Magro, barba e capelli lunghi d’un biondo rossiccio, arruffati. Lo sporco copre ferite vecchie e nuove su una pelle bianca, così chiara rispetto alle pelli dei contadini cotte dal sole. Lo sguardo scintilla da due occhi azzurri.
Le more che sporgono sull’acqua limpida e fredda, troppo fredda per il suo corpo stremato, e qualche pesce così disattento da farsi prendere e mangiare crudo sono il suo unico cibo.
Pietro da Monforte ora non è più il chierico colto, consigliere dei conti, beniamino della contessa Berta, al cui figliolo faceva da precettore, ma un possibile cibo per lupi.
Ormai è così lontano che i soldati dell’arcivescovo non possono più raggiungerlo e ha da temere solo i lupi e le insidie della foresta straniera.
Ai polsi ha i segni delle corde con cui era legato assieme a tutti i suoi compaesani prigionieri: triste carovana di uomini donne e bambini che hanno lasciato il paese distrutto e bruciato e sono trascinati verso Milano.
Eretici!
Ma quale eresia può scuotere Alrico vescovo di Asti e il potentissimo Ariberto arcivescovo di Milano, al punto di accanirsi con i loro eserciti contro un piccolo borgo, uccidere quanti potevano, demolire il castello della buona contessa, loro che dicendo di onorare Dio gozzovigliano con le concubine e vendono cariche e sacramenti?
Che eresie possono avere dei villani che non sanno neanche leggere e lavorano dall’alba al tramonto e a sera cadono sfiniti nella loro capanna?
Pietro però lo sa.
Lui parla e scrive in latino, in volgare, in provenzale e parla anche la lingua tedesca, la lingua dell’imperatore e dei suoi sgherri.
E’ predicare la comunione dei beni il crimine grave di Monforte d’Alba, crimine che ha scomodato il potentissimo arcivescovo Ariberto d’Intimiano signore di Milano e quasi re di mezza Italia, che siede alla destra dell’Imperatore da lui stesso incoronato a Milano.
Che ne sarà di loro quando il Vescovo, ora impegnato con l’imperatore, tornerà a Milano?
A piedi i prigionieri hanno passato Torino, poi Vercelli, poi Novara.
Una scarsa minestra alla sera servita da soldati sgarbati, tanta fame e stanchezza.
Ma nelle prigioni buie del castello di Novara, Pietro ha avuto fortuna.
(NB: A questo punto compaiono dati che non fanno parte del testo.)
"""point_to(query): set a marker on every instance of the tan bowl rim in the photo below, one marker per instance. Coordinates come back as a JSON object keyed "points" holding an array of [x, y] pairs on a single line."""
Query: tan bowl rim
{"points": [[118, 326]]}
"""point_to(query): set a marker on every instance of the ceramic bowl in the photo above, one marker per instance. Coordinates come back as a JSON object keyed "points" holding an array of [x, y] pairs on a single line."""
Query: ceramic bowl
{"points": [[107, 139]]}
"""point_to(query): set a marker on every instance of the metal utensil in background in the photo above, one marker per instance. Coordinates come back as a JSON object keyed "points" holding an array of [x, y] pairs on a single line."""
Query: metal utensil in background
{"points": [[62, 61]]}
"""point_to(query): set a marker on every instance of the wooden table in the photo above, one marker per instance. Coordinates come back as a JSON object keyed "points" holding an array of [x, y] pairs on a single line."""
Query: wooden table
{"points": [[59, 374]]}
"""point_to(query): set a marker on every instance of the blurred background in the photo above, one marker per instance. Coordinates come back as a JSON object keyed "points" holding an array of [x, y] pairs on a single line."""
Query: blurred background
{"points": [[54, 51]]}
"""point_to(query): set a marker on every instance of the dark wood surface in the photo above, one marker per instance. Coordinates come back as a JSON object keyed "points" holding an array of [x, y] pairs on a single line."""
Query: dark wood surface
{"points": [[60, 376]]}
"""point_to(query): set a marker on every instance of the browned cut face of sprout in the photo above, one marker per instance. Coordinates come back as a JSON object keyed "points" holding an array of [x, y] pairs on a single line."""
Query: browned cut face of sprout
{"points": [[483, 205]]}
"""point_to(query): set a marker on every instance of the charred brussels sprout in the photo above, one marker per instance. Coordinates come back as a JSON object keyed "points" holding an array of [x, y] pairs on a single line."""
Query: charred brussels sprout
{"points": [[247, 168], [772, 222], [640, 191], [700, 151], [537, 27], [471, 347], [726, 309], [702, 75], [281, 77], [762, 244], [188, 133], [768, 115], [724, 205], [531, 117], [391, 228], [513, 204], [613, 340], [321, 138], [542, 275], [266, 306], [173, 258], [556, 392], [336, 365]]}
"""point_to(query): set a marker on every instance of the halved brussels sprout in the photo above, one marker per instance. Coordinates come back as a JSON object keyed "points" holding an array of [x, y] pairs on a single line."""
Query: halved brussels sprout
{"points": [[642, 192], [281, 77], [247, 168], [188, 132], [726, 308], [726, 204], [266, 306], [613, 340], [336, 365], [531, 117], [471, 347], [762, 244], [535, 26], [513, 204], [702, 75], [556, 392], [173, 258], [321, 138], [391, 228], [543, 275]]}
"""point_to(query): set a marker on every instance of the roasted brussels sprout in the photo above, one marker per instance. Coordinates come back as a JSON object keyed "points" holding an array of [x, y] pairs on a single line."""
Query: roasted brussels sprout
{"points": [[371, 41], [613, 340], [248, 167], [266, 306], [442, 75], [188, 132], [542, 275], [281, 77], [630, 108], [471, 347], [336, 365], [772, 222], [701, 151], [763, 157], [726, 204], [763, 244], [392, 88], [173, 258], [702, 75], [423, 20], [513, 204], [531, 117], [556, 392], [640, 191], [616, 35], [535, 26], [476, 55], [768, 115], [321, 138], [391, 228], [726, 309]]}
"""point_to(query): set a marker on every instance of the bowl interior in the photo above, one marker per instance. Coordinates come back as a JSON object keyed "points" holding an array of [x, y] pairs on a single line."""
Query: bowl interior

Al bagliore delle torce aveva visto in un angolo un coltello caduto dalla cinta di una guardia. Si era messo a parlare con lui in tedesco. La guardia era rimasta sorpresa di sentir parlare la propria lingua e non aveva fatto caso che il prigioniero, in apparenza inginocchiato per la spossatezza, s’era infilato qualcosa sotto la veste.
Il giorno successivo, in marcia verso Milano, poco fuori dalla porta orientale di Novara ecco un torrente. Le acque sono ingrossate da recenti temporali.
Un attimo. Taglia le corde col coltello e si butta nella corrente. I soldati, appesantiti dalle armature, non possono inseguirlo.
“Morirà affogato e ci sarà un eretico in meno da processare!”
“All’inferno! E’già una fatica trascinare questa carovana con vecchi e bambini che gemono. Meno male che ci sono le donne con cui sollazzarsi alla sera.”
“Uno in meno da portare a Milano!”
È passato un mese.
Si è fatto un bastone di legno duro. Da un lato ha una punta affilata e dall’altro una biforcazione, pure affilata. Non lo lascia mai. Gli serve per infilzare qualche pesce e per difendersi dai grossi animali. Non ci sono solo lupi ma anche cinghiali, cervi, volpi…  Alla sera si fa una tana di rami spezzati. Notti senza sonno: fame e pericoli. La luna è tornata piena. E’ passato un mese. Fra non molto finirà l’estate e occorrerà trovare una situazione definitiva,
In un’ansa del Terdoppio*, così si chiama il torrente che ora gira calmo e si impaluda, ha notato un piccolo rialzamento.
“Passerò l’inverno qui nella palude. Il futuro è nelle mani di Dio.”

* Il torrente Terdoppio quattro secoli dopo sarà incanalato su Vigevano per ordine dei duchi Sforza di Milano. Nella valle dove scorreva con meandri paludosi ora rimangono alcuni corsi d’acqua in gran parte canalizzati.